John Milner (1628–1702) was an English clergyman, known as a nonjuring minister, scholar and opponent of John Locke.

==Life==
Milner was second son of John Milner and Mary, daughter of Gilbert Ramsden, born at Skircoat, in the parish of Halifax, and was baptised 10 February 1628. He was educated at the Halifax grammar school and entered at Christ's College, Cambridge, 21 June 1642. He probably left without a degree ahead of the parliamentary visitation of the university. Returning to Halifax he made the acquaintance of John Lake, whose sister he seems to have married. Milner was probably with Lake at Oldham in 1651; it has been inferred that he was schoolmaster at Chadderton appointed in August 1641. Lake's friend was preaching at Oldham as late as 1654.

Milner is said to have subsequently returned to Halifax, and at the Restoration was given the curacy of Beeston in the parish of Halifax by Lake, who had then become vicar of Leeds. In 1662 he obtained the degree of B.D. at Cambridge by royal letters. His petition for his degree states that he had been deprived of a good benefice during the rebellion. In the same year he was made minister of St. John's, Leeds, was inducted vicar of Leeds 4 August 1673, and elected prebendary of Ripon 29 March 1681.

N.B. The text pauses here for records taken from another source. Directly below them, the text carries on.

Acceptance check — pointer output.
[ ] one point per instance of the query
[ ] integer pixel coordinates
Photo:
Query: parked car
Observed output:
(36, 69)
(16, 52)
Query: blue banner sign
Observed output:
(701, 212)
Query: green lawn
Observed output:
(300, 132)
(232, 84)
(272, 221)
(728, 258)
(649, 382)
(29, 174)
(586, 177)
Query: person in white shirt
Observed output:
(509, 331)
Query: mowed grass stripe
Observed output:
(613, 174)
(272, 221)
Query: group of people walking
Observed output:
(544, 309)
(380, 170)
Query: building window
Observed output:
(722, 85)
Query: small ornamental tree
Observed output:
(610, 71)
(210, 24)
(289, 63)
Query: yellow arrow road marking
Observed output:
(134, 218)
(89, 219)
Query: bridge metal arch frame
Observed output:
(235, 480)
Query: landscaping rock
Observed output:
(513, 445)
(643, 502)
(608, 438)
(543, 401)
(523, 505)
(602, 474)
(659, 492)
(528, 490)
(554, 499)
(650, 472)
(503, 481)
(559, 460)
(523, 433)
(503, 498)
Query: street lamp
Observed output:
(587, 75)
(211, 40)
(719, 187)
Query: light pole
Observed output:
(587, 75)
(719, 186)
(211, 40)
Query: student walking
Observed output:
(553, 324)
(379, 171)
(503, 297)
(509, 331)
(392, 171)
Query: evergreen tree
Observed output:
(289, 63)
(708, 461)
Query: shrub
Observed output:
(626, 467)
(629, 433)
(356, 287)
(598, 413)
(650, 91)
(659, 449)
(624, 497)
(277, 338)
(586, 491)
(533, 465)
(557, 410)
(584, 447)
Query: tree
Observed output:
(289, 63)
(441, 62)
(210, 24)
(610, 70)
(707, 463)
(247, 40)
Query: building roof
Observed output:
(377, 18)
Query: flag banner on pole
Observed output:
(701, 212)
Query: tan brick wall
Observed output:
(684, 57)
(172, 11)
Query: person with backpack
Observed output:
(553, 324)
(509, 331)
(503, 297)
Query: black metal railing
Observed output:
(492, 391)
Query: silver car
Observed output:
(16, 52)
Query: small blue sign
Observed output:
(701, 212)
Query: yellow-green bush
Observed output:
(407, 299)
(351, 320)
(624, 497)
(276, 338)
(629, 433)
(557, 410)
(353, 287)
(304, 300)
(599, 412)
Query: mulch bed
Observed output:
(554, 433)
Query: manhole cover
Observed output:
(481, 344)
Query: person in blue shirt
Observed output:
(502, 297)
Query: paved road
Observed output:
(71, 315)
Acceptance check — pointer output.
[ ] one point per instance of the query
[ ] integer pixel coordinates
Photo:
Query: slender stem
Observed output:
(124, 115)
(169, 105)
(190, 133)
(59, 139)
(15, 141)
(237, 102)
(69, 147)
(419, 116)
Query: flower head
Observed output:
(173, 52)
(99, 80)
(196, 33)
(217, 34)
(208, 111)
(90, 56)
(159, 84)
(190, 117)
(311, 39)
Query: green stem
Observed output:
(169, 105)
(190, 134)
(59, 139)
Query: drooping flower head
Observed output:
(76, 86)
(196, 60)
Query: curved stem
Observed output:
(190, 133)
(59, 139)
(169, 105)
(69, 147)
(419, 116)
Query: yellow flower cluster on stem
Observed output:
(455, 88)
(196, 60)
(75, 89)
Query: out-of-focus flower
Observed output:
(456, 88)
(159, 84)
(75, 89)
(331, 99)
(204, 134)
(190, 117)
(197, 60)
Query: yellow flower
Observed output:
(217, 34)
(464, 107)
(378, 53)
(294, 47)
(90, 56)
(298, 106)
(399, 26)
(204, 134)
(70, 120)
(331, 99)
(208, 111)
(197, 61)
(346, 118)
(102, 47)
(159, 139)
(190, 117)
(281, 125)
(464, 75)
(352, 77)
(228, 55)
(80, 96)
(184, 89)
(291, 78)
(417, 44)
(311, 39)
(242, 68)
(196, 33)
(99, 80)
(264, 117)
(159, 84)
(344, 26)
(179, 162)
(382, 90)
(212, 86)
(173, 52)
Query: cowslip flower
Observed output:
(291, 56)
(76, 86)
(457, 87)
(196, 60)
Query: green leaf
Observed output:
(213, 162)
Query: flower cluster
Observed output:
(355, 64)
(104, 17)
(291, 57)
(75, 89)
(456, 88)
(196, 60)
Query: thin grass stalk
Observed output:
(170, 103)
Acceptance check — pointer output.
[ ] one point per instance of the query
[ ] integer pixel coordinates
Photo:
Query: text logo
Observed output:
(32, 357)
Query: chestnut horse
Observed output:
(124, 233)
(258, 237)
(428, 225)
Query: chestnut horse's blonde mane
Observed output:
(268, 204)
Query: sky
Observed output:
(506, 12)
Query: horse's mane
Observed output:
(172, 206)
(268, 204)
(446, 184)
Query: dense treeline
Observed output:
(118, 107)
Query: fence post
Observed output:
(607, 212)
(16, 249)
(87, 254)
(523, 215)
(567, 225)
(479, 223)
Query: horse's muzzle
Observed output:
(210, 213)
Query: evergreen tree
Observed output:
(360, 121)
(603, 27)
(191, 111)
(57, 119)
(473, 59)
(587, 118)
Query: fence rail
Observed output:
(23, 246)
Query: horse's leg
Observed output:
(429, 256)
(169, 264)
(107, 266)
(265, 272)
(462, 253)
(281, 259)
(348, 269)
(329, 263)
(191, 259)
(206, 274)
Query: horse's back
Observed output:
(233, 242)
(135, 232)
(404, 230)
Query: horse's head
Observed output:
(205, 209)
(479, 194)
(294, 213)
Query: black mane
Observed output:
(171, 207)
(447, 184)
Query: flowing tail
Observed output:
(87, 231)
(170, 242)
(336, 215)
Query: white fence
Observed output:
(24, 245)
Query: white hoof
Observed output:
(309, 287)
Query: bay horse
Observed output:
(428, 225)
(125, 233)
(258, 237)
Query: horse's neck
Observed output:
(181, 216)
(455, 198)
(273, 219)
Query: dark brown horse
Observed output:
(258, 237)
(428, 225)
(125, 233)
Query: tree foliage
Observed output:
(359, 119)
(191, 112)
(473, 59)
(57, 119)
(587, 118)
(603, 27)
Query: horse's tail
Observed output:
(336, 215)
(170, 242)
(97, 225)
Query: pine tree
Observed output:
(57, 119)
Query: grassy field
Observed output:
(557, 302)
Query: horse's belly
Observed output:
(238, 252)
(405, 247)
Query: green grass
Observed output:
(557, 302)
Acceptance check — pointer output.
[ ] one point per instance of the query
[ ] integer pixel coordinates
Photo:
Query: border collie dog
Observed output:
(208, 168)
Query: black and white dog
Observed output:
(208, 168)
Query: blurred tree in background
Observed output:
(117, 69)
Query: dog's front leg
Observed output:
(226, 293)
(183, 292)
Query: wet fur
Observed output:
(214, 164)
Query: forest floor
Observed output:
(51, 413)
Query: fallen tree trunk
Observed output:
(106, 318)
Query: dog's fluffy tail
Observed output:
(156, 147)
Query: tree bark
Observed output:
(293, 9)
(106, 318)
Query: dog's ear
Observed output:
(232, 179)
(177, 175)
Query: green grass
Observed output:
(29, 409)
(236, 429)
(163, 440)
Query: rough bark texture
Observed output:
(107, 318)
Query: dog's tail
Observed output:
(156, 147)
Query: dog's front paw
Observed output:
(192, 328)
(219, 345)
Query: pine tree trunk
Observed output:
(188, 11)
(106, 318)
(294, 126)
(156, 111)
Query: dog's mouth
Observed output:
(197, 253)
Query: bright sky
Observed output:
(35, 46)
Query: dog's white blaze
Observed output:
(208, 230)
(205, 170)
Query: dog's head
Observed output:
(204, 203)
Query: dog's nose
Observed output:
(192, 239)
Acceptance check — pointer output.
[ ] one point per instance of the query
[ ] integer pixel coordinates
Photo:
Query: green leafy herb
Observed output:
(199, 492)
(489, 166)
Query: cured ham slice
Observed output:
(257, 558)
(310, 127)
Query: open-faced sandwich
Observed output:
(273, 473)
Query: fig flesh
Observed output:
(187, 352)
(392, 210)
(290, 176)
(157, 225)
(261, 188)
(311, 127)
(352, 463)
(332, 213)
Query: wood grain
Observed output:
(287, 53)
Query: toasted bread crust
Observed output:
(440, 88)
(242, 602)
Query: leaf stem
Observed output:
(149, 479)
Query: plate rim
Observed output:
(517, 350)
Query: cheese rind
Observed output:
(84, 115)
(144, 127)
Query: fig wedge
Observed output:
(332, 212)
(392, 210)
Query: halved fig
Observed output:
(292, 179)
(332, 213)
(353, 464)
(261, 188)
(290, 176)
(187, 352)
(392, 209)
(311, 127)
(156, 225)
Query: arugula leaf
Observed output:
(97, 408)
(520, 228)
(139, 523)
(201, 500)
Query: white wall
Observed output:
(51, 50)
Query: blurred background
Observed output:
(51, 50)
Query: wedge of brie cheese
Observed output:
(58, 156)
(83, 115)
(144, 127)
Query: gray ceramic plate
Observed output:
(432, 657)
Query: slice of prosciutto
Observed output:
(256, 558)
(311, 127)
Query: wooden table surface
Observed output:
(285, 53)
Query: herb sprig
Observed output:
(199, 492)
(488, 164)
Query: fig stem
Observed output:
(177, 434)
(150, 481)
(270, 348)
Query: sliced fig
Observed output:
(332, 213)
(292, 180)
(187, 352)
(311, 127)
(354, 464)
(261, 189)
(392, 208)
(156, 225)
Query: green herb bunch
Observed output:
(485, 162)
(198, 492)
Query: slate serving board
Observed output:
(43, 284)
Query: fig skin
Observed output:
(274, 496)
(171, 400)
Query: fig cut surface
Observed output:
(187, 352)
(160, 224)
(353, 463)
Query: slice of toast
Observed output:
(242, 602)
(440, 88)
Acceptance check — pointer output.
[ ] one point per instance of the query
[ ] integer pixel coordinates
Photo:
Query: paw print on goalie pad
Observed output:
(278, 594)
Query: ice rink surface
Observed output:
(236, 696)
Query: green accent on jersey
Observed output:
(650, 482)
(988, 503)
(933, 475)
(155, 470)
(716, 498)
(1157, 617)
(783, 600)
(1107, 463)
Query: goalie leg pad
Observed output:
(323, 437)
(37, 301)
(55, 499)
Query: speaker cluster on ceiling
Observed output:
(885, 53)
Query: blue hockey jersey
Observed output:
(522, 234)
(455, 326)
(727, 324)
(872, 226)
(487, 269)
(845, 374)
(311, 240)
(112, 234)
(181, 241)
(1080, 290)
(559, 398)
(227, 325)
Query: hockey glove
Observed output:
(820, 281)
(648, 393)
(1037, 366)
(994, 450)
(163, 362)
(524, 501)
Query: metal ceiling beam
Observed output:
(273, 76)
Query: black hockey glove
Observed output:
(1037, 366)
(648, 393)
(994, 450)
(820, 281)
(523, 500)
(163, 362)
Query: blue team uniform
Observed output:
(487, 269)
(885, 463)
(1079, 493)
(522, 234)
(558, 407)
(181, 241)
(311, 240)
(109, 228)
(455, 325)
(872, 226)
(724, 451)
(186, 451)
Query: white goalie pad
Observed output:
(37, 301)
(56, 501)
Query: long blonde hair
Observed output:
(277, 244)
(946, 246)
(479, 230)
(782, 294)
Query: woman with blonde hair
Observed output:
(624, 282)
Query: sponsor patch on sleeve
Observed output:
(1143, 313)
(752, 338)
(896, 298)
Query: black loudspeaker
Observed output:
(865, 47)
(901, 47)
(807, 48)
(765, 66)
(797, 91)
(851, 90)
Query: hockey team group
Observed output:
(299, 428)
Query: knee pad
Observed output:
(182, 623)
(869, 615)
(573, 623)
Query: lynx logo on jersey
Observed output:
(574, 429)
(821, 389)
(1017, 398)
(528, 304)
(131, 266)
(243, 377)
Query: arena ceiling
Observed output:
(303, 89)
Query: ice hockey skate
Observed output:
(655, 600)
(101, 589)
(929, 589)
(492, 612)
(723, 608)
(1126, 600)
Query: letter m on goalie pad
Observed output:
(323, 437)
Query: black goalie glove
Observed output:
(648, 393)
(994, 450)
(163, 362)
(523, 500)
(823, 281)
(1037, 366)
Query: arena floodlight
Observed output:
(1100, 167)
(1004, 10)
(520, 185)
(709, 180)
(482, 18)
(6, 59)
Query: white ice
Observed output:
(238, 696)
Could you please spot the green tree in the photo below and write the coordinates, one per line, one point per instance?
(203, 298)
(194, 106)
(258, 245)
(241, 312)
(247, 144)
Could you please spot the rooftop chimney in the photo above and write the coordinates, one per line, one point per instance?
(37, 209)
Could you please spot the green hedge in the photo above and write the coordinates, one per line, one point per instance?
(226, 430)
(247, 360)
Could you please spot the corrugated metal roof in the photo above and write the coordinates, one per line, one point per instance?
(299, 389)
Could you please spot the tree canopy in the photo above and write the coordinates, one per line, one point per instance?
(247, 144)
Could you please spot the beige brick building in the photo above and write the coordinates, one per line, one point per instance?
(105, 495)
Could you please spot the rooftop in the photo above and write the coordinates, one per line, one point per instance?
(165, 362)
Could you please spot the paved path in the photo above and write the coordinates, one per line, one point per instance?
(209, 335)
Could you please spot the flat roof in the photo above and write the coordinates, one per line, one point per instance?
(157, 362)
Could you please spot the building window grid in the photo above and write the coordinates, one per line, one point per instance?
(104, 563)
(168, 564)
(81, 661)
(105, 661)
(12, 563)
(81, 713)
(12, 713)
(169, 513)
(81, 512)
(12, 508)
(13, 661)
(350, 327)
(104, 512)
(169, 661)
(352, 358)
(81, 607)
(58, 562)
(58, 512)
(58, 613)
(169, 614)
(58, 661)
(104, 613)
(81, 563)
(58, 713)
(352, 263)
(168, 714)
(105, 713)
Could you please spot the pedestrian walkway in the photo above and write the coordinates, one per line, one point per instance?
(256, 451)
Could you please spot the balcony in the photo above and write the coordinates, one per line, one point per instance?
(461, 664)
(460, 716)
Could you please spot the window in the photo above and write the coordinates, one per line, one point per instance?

At the Glorious Revolution of 1688 he joined the nonjurors, was deprived of all his preferments, and retired to St. John's College, Cambridge, where he lived in comparative ease. He died 16 February 1702, and was buried in the college chapel on 19 February. His only son, Thomas, vicar of Bexhill, Sussex, proved a great benefactor to Magdalene College, Cambridge, under his will dated 5 September 1721.

==Works==
Milner published:

- 'Conjectanea in Isaiam ix. 1, item in Parallela qusedam Veteris ac Novi Testamenti in quibus Versionis LXX Interpretum . . . cum Textu Hebraeo conciliationem meditatur Author,' dedicated to James Duport and Edmund Castell, London, 1673.
- 'A Collection of the Church History of Palestine from the Birth of Christ to the Beginning of the Empire of Diocletian,' London, 1688.
- 'A Short Dissertation concerning the Four Last Kings of Judah,' London, 1687 or 1689, occasioned by Joseph Scaliger's Judicium de Thesi Chronologica.
- 'De Nethinim sive Nethinaeis et de eis qui se Corban Deo nominabant disputatiuncula adversus Eugubinum, Card. Baronium,' Cambridge, 1690.
- 'A Defence of Archbishop Usher against Dr. Cary and Dr. Isaac Vossius, . . . with an Introduction concerning the Uncertainty of Chronology,' Cambridge, 1694. Controversial work supporting James Ussher against Robert Cary and Isaac Vossius.
- 'A Discourse of Conscience,' &c., London, 1697 or 1699.
- 'A View of the Dissertation upon the Epistles of Phalaris, Themistocles, &c., lately published by the Rev. Dr. Bentley, also of the Examination of that Dissertation by the Honourable Mr. Boyle,' London, 1698.
- 'A Brief Examination of Some Passages to the Chronological Fact of a Letter written to Dr. Sherlock in his Vindication, in a letter to a friend,' with 'A Further Examination [of the above] in a second letter.'
- 'An Account of Mr. Locke's Religion out of his own Writings,' &c. (charging Locke with Socinianism), London, 1700.
- 'Animadversiones upon M. Le Clerc's Reflexions upon our Saviour and His Apostles,' Cambridge, 1702.

Two anonymous pamphlets on Bishop John Lake's 'Dying Profession,' have been assigned to Milner, or Robert Jenkin. They were published at London in 1690. Milner left in manuscript a translation in Latin of the Targum on the First and Second Book of Chronicles, and other works on Scriptural chronology and current ecclesiastical controversies. The Account of Mr. Locke's Religion includes moderate and shrewd criticisms of Locke's detailed reasoning.